# Majority Vote Model

In [25]:
import numpy as np
from scipy.sparse import csr_matrix
import scipy.sparse as sparse
import pickle
import rekall
from rekall.video_interval_collection import VideoIntervalCollection
from rekall.interval_list import IntervalList
from rekall.temporal_predicates import *
from metal.label_model.baselines import MajorityLabelVoter

# Load manually annotated data

In [2]:
with open('../../data/manually_annotated_shots.pkl', 'rb') as f:
    shots = VideoIntervalCollection(pickle.load(f))

In [3]:
with open('../../data/shot_detection_folds.pkl', 'rb') as f:
    shot_detection_folds = pickle.load(f)

In [4]:
clips = shots.dilate(1).coalesce().dilate(-1)

100%|██████████| 28/28 [00:00<00:00, 8930.16it/s]
100%|██████████| 28/28 [00:00<00:00, 32451.09it/s]


In [5]:
shot_boundaries = shots.map(
    lambda intrvl: (intrvl.start, intrvl.start, intrvl.payload)
).set_union(
    shots.map(lambda intrvl: (intrvl.end + 1, intrvl.end + 1, intrvl.payload))
).coalesce()

In [6]:
boundary_frames = {
    video_id: [
        intrvl.start
        for intrvl in shot_boundaries.get_intervallist(video_id).get_intervals()
    ]
    for video_id in shot_boundaries.get_allintervals()
}

In [7]:
video_ids = sorted(list(clips.get_allintervals().keys()))

In [8]:
frames_per_video = {
    video_id: sorted([
        f
        for interval in clips.get_intervallist(video_id).get_intervals()
        for f in range(interval.start, interval.end + 2)
    ])
    for video_id in video_ids
}

In [9]:
ground_truth = {
    video_id: [
        1 if f in boundary_frames[video_id] else 2
        for f in frames_per_video[video_id]
    ] 
    for video_id in video_ids
}

## Load label matrix with all the frames in it

In [10]:
with open('../../data/shot_detection_weak_labels/all_labels.pkl', 'rb') as f:
    weak_labels_all_movies = pickle.load(f)

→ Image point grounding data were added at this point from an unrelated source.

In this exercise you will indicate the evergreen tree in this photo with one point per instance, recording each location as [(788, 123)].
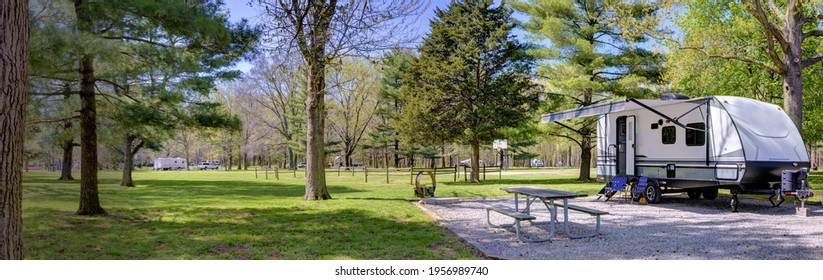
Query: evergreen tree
[(123, 48), (588, 60), (471, 80), (395, 64)]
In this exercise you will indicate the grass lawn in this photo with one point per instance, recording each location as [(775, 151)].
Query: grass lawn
[(233, 215)]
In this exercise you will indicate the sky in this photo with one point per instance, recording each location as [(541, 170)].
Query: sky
[(239, 9)]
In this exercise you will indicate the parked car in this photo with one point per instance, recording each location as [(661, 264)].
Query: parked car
[(208, 165), (468, 163)]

## Load videos and number of frames per video

In [12]:
with open('../../data/frame_counts.pkl', 'rb') as f:
    frame_counts = pickle.load(f)

In [13]:
video_ids_all = sorted(list(frame_counts.keys()))

In [14]:
video_ids_train = sorted(list(set(video_ids_all).difference(set(video_ids))))

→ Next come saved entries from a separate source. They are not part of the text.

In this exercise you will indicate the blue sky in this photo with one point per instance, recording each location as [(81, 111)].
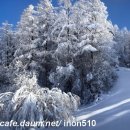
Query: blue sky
[(119, 10)]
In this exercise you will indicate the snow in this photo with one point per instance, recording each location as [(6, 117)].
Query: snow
[(89, 48), (111, 113)]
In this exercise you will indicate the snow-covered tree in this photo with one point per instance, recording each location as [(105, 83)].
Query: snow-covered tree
[(7, 44), (122, 37), (32, 103)]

## Construct windows for each video

In [15]:
# First, construct windows of 16 frames for each video
windows = VideoIntervalCollection({
    video_id: [
        (f, f + 16, video_id)
        for f in range(0, frame_counts[video_id] - 16, 8)
    ]
    for video_id in video_ids_all
})

# Get ground truth labels for windows

In [16]:
# Next, intersect the windows with ground truth and get ground truth labels for the windows
windows_intersecting_ground_truth = windows.filter_against(
    clips,
    predicate=overlaps()
).map(lambda intrvl: (intrvl.start, intrvl.end, 2))
windows_with_shot_boundaries = windows_intersecting_ground_truth.filter_against(
    shot_boundaries,
    predicate = lambda window, shot_boundary:
        shot_boundary.start >= window.start and shot_boundary.start < window.end
).map(
    lambda intrvl: (intrvl.start, intrvl.end, 1)
)
windows_with_labels = windows_with_shot_boundaries.set_union(
    windows_intersecting_ground_truth
).coalesce(
    predicate = equal(),
    payload_merge_op = lambda p1, p2: min(p1, p2)
)

# Get weak labels for all windows

In [17]:
# Label windows with the weak labels in our labeling functions
def label_window(per_frame_weak_labels):
    if 1 in per_frame_weak_labels:
        return 1
    if len([l for l in per_frame_weak_labels if l == 2]) >= len(per_frame_weak_labels) / 2:
        return 2
    return 0

windows_with_weak_labels = windows.map(
    lambda window: (
        window.start,
        window.end,
        [
            label_window([
                lf[window.payload][f-1]
                for f in range(window.start, window.end)
            ])
            for lf in weak_labels_all_movies
        ]
    )
)

# Prepare L matrices

In [18]:
L_everything_frame = csr_matrix([
    [
        label
        for video_id in sorted(list(video_ids_all))
        for label in lf[video_id]
    ]
    for lf in weak_labels_all_movies
]).transpose()

In [23]:
L_everything_windows = csr_matrix([
    intrvl.payload
    for video_id in sorted(list(video_ids_all))
    for intrvl in windows_with_weak_labels.get_intervallist(video_id).get_intervals()
])

# Run majority vote

In [26]:
mv = MajorityLabelVoter(seed=123)

In [27]:
frame_predictions_everything = mv.predict_proba(L_everything_frame)

In [34]:
window_predictions_everything = mv.predict_proba(L_everything_windows)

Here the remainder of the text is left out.